Caxton frunció el ceño.
—Salvo que yo los entrené para luchar contra vampiros. No contra polis. —Caxton negó con la cabeza—. No son la gente más equilibrada del mundo. Están defendiendo su modo de vida, Clara. Es posible que no vean una gran diferencia entre unos vampiros y unos polis.
—¡Tienes que detenerlos!
Puede que Laura hubiese respondido, pero justo entonces se oyó una especie de mugido, el ruido de acoplamiento de un megáfono al encenderse, y ella hizo una mueca de dolor. Reconoció la voz amplificada que habló a continuación:
—¡Somos agentes federales! —declamó Fetlock—. Se rendirán todos ustedes, o mis hombres abrirán fuego. ¡Tenemos autorización para emplear fuerza letal!

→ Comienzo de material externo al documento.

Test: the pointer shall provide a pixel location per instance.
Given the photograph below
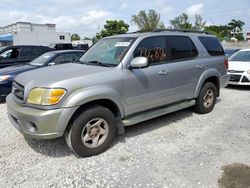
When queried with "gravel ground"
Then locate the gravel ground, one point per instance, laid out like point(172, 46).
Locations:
point(182, 149)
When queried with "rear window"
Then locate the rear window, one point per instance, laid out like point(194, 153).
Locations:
point(212, 45)
point(180, 47)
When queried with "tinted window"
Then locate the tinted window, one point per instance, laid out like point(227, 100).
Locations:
point(212, 45)
point(109, 51)
point(154, 49)
point(67, 58)
point(180, 47)
point(241, 56)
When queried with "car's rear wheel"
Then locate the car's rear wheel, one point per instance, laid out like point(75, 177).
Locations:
point(206, 99)
point(91, 132)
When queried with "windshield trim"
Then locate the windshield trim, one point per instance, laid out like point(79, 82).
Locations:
point(120, 41)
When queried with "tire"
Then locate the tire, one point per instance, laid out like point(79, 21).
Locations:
point(206, 99)
point(91, 132)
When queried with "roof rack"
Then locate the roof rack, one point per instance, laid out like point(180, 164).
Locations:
point(181, 30)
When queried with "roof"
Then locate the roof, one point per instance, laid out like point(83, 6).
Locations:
point(65, 51)
point(247, 49)
point(165, 32)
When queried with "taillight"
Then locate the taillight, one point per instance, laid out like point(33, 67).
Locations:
point(226, 63)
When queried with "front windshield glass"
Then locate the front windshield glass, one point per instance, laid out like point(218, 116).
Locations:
point(241, 56)
point(109, 51)
point(42, 60)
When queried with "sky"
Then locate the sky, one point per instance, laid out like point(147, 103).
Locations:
point(87, 17)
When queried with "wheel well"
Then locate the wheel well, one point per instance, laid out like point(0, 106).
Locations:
point(216, 82)
point(101, 102)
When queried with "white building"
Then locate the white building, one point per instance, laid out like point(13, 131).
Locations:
point(21, 33)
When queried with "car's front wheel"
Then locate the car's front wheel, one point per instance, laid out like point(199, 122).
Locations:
point(92, 131)
point(206, 99)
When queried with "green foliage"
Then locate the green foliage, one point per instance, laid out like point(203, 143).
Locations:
point(221, 31)
point(147, 22)
point(75, 37)
point(236, 28)
point(199, 23)
point(182, 22)
point(112, 27)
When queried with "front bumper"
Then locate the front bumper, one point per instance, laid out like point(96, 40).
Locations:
point(36, 123)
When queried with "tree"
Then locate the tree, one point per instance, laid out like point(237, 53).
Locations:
point(236, 28)
point(147, 22)
point(113, 27)
point(221, 31)
point(182, 22)
point(75, 37)
point(199, 23)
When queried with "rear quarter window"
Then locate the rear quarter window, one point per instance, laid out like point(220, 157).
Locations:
point(212, 46)
point(180, 48)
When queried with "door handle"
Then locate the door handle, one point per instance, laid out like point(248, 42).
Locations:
point(163, 72)
point(200, 66)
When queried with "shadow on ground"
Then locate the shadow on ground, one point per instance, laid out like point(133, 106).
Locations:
point(58, 148)
point(53, 148)
point(157, 123)
point(235, 176)
point(237, 87)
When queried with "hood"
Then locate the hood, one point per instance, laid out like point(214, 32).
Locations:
point(15, 70)
point(239, 65)
point(50, 75)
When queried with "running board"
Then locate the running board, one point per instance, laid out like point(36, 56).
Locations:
point(134, 119)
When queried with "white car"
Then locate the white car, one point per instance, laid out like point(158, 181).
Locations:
point(239, 68)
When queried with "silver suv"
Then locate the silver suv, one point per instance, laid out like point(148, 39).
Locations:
point(120, 81)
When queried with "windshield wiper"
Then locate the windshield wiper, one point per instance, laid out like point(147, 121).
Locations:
point(99, 63)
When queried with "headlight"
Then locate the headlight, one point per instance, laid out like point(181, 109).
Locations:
point(45, 96)
point(5, 77)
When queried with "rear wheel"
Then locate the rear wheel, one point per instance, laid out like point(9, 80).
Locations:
point(206, 99)
point(92, 132)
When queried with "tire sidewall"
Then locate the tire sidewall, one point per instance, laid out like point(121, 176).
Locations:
point(80, 122)
point(200, 108)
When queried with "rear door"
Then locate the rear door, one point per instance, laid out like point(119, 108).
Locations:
point(148, 87)
point(184, 67)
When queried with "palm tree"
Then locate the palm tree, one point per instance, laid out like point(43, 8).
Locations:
point(236, 26)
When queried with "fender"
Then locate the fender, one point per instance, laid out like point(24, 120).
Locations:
point(89, 94)
point(205, 75)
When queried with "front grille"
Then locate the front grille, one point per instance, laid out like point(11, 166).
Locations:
point(18, 90)
point(245, 79)
point(234, 78)
point(235, 71)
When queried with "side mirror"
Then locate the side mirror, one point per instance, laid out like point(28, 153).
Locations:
point(139, 62)
point(51, 63)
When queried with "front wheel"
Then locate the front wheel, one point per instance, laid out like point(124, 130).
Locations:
point(206, 99)
point(92, 132)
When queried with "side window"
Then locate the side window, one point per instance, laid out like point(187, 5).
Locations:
point(32, 51)
point(27, 52)
point(212, 45)
point(154, 49)
point(12, 53)
point(180, 47)
point(66, 58)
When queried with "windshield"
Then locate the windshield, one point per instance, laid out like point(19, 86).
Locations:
point(109, 51)
point(241, 56)
point(42, 60)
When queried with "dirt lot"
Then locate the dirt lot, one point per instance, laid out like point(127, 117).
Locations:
point(182, 149)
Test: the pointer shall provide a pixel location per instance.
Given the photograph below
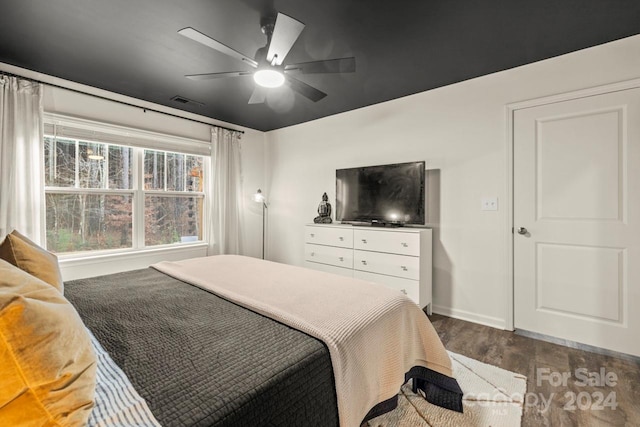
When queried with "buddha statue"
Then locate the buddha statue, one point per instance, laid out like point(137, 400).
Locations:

—¡Ese hijo de puta! —bramó Caxton—. Maldición. Os ha seguido hasta aquí. —No pudo resistirse. La furia hirvió en su pecho, y añadió—: Muchas gracias por esta encantadora visita, Clara.
—No —insistió Clara—. No pudo habernos seguido. Hemos sido realmente cuidadosos.
—¿De verdad? ¿Cómo de cuidadosos? Porque ese tipo es un marshal que ha pasado años buscándome. ¿Y no te parece que lo habrá intentado con toda su alma? Tiene acceso a los satélites, Clara. Tiene algunos de los mejores rastreadores del mundo en su nómina. Tiene a todo el gobierno de Estados Unidos de su parte. Pero tú, tú y Glauer, habéis sido muy, muy cuidadosos.
—¿Piensas que yo no sabía todo eso? Solía trabajar para ese gilipollas. Sé cómo trabaja, y te digo que tomamos todas las precauciones necesarias para…
—Cállate —dijo Caxton—. Mira… allí.
Abajo, en La Hondonada, Glynnis estaba a punto de atacar.
Los tatuajes de su piel desnuda se retorcían y hervían con luz propia. Se encontraba a no más de una docena de pasos del círculo de policías cuando se detuvo. Levantó ambos brazos hacia el cielo y volvió a bajar las manos con un movimiento grácil. Detuvo los brazos cuando estaban paralelos al suelo, con las manos levantadas de modo que las palmas apuntaran a los coches de policía.
Entre ella y los atacantes no sucedió nada visible. Pero Caxton percibió la energía que manaba de las manos de Glynnis. Le causó dentera. El aire pareció cuajarse en frente de Glynnis, y los policías empezaron a gritar.
Uno a uno dejaron caer las armas, o las arrojaron lejos, como si de repente se dieran cuenta de que tenían en las manos víboras venenosas. Algunos de los hombres se pusieron a luchar con su chaleco antibalas, intentando con desesperación desabrochar las hebillas, como si los tuvieran en llamas. Un policía que había estado apoyado contra el lateral de un coche, gritó como si el vehículo se hubiese puesto al rojo vivo y le hubiese quemado toda la zona del cuerpo que estaba en contacto con él.